Vascular disease: five genes that may affect millions of women

Tuesday, 09 November, 2021

Vascular disease: five genes that may affect millions of women

After comparing data from more than 1500 patients with fibromuscular dysplasia — or FMD — and around 7000 people without the disease, international scientists have identified five key genes responsible for this vascular disease.

FMD affects the arteries and can cause heart attack, kidney complications, stroke and aneurysm. Most women with FMD will have no or only mild symptoms, but in severe forms, the condition can be fatal.

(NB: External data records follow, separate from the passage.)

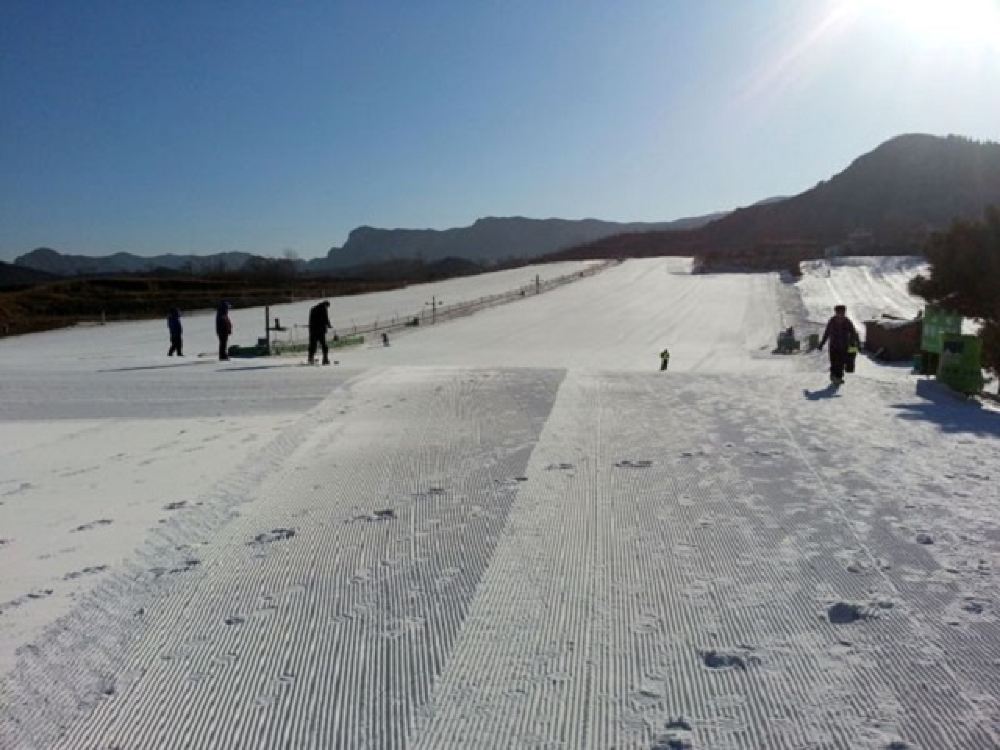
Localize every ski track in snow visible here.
[797,256,927,325]
[0,259,1000,750]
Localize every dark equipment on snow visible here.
[774,327,802,354]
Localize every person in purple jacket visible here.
[819,305,861,385]
[215,302,233,361]
[167,307,184,357]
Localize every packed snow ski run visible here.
[0,258,1000,750]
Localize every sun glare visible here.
[861,0,1000,48]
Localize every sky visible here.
[0,0,1000,260]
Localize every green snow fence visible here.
[920,305,962,354]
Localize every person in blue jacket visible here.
[167,307,184,357]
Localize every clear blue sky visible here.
[0,0,1000,259]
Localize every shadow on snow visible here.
[892,380,1000,437]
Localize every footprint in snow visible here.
[247,529,295,544]
[63,565,108,581]
[70,518,114,533]
[652,718,694,750]
[826,602,873,625]
[615,458,653,469]
[698,649,760,672]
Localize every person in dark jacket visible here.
[167,307,184,357]
[215,302,233,361]
[309,300,333,365]
[819,305,861,385]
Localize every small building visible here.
[865,316,923,362]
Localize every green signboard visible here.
[920,305,962,354]
[938,333,983,395]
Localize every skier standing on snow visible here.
[215,302,233,361]
[167,307,184,357]
[308,300,333,365]
[819,305,861,385]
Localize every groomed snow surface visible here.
[0,259,1000,750]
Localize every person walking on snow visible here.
[215,302,233,362]
[308,300,336,365]
[167,307,184,357]
[819,305,860,385]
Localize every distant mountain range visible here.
[0,260,59,289]
[550,135,1000,259]
[14,247,257,276]
[309,212,725,269]
[9,135,1000,281]
[14,212,724,276]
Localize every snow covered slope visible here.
[797,256,927,323]
[0,259,1000,750]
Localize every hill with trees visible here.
[550,135,1000,269]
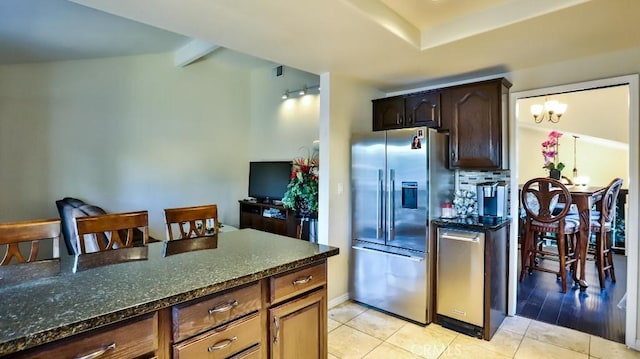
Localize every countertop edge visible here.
[0,247,340,356]
[431,217,511,231]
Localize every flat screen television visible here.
[249,161,291,202]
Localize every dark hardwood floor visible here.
[516,254,627,343]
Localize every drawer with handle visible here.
[269,263,327,304]
[173,313,261,359]
[172,282,262,342]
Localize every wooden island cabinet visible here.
[0,229,338,359]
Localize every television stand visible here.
[238,200,308,240]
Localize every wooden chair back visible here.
[0,219,60,285]
[598,178,622,228]
[164,204,219,241]
[76,211,149,254]
[520,177,571,223]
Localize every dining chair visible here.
[591,178,622,289]
[164,204,219,241]
[520,177,579,293]
[74,211,149,271]
[0,219,60,284]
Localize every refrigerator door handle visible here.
[376,169,384,239]
[388,168,396,241]
[351,246,424,262]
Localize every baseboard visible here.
[327,293,349,308]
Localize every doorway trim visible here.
[507,74,640,350]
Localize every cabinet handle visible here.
[273,317,280,344]
[292,275,313,285]
[207,337,238,353]
[209,300,238,315]
[76,343,116,359]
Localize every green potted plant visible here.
[542,131,564,180]
[282,153,319,219]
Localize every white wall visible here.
[318,73,381,306]
[0,50,319,243]
[249,65,320,161]
[508,48,640,348]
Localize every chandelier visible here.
[531,99,567,123]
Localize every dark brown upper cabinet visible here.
[372,96,405,131]
[404,91,441,128]
[372,91,441,131]
[442,78,511,169]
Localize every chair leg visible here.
[596,232,605,289]
[520,230,533,282]
[557,234,567,293]
[605,232,616,283]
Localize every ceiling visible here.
[0,0,640,91]
[0,0,190,64]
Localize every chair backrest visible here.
[0,219,60,265]
[599,178,622,228]
[520,177,571,223]
[164,204,218,241]
[76,211,149,254]
[0,219,60,285]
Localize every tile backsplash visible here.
[456,170,511,191]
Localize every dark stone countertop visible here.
[431,217,511,231]
[0,229,339,356]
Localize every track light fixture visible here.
[282,84,320,100]
[531,99,567,123]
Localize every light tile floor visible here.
[328,302,640,359]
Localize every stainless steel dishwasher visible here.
[436,227,485,338]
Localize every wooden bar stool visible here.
[591,178,622,289]
[164,204,219,241]
[0,219,60,285]
[520,177,579,293]
[74,211,149,271]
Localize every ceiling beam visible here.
[173,39,220,67]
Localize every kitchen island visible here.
[0,229,338,358]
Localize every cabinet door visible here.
[373,96,404,131]
[445,81,506,169]
[269,287,327,359]
[405,91,440,128]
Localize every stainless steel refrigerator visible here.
[349,128,454,324]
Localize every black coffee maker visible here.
[476,181,509,222]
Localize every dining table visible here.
[518,184,607,290]
[567,185,607,290]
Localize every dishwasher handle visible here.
[440,232,480,243]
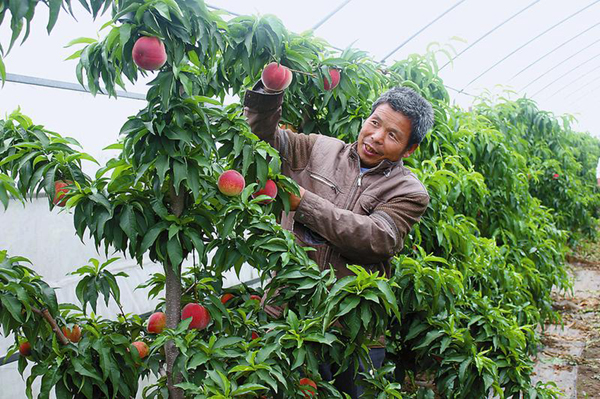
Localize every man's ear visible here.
[402,143,419,158]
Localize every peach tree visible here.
[0,0,399,398]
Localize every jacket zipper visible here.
[310,173,340,192]
[323,161,365,267]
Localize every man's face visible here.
[358,103,419,168]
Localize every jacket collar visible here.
[350,141,404,173]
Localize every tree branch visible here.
[31,306,69,345]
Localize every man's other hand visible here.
[290,186,306,211]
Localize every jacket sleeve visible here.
[244,80,318,169]
[294,191,429,264]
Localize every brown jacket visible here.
[244,81,429,278]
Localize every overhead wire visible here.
[531,54,600,98]
[510,22,600,80]
[311,0,352,31]
[565,76,600,99]
[6,73,146,101]
[380,0,468,62]
[548,65,600,98]
[569,78,600,105]
[519,39,600,91]
[439,0,541,71]
[463,0,600,89]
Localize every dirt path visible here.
[534,259,600,399]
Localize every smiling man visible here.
[244,82,433,398]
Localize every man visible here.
[244,76,433,398]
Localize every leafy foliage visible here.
[0,0,600,398]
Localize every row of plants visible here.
[0,0,600,398]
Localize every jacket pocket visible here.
[310,173,341,194]
[358,194,381,215]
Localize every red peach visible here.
[252,180,277,204]
[132,36,167,71]
[132,341,150,359]
[323,68,340,90]
[148,312,167,334]
[62,324,81,344]
[250,295,261,302]
[300,378,317,398]
[181,303,210,330]
[221,292,234,305]
[52,180,73,207]
[217,170,246,196]
[19,341,31,356]
[261,62,294,91]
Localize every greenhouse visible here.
[0,0,600,399]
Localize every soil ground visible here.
[534,257,600,398]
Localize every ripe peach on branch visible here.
[19,341,31,357]
[323,68,340,90]
[148,312,167,334]
[52,180,73,207]
[261,62,294,91]
[181,303,210,330]
[299,378,317,398]
[252,180,277,204]
[62,324,81,344]
[132,341,150,359]
[217,170,246,197]
[132,36,167,71]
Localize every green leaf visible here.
[167,237,183,267]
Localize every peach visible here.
[261,62,294,91]
[52,180,73,207]
[221,292,234,305]
[323,68,340,90]
[300,378,317,398]
[181,303,210,330]
[132,36,167,71]
[132,341,150,359]
[250,295,261,302]
[62,324,81,344]
[148,312,167,334]
[19,341,31,356]
[217,170,246,197]
[252,180,277,204]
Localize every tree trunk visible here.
[164,183,185,399]
[165,262,183,399]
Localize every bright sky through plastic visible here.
[0,0,600,136]
[218,0,600,136]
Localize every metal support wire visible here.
[439,0,541,71]
[6,73,146,101]
[548,65,600,98]
[206,4,240,17]
[564,76,600,104]
[311,0,352,31]
[380,0,468,62]
[569,77,600,105]
[531,54,600,98]
[510,22,600,80]
[519,39,600,91]
[463,0,600,89]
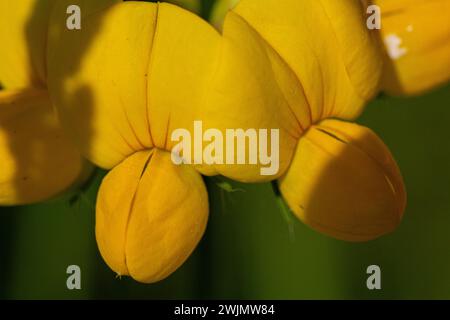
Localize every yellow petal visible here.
[209,0,240,30]
[0,90,90,205]
[280,120,406,241]
[96,149,208,283]
[48,0,151,169]
[373,0,450,95]
[166,0,201,13]
[0,0,53,88]
[232,0,382,123]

This global study by researchers from Australia, the US and Europe — including the Victor Chang Cardiac Research Institute in Sydney and the Icahn School of Medicine at Mount Sinai in New York — led to the identification of five important genes responsible for FMD that may affect one in 20 women.

One of the lead authors, Professor Jason Kovacic, Executive Director of the Victor Chang Cardiac Research Institute, said, “Potentially, millions of women around the world are carrying subtle forms of this disease. Most will live their lives unaffected by FMD and won’t ever display a symptom, let alone a serious event like a stroke or cardiac arrest.”

“But there are women out there who do experience symptoms and significant problems from FMD which need to be managed and better diagnosed. Thankfully, this is the minority of FMD patients, but certainly, now that we are starting to understand more about this disease and how widespread it could be, we need to ensure clinicians are far better equipped to recognise and manage this problem.

“It seems that there is a trade-off between FMD and another very common vascular disease called atherosclerosis, which causes most heart attacks and many strokes. If you have subtle FMD, you are probably less likely to have atherosclerosis — so like most things in nature there is a complex balance in things.”

Chris Shaw, a 51-year-old FMD survivor and mother of two from Geelong, welcomed the study. Shaw spent years chasing a diagnosis for the disease which eventually cost her her kidney.

“My FMD was untreated and undiagnosed throughout my 20s and 30s. I suffered terrible migraines, nausea and vertigo, and sky-high blood pressure, which damaged my kidney so badly they could not save it.

“If I had been treated for FMD at the start of my illness, there is every chance I would still have my kidney and a whole host of other medical conditions could have been avoided. But despite having endless scans and seeing a number of experts, it was never picked up despite all the symptoms.

“I just want to ensure that other women out there don’t have to endure what happened to me. Now that we finally know the scale of this disease and have identified the key genes driving it, we are hopefully one step closer to being able to find a cure.”

Other lead authors in the paper include Dr Santhi Ganesh from University of Michigan and Dr Nabila Bouatia-Naji from Université de Paris.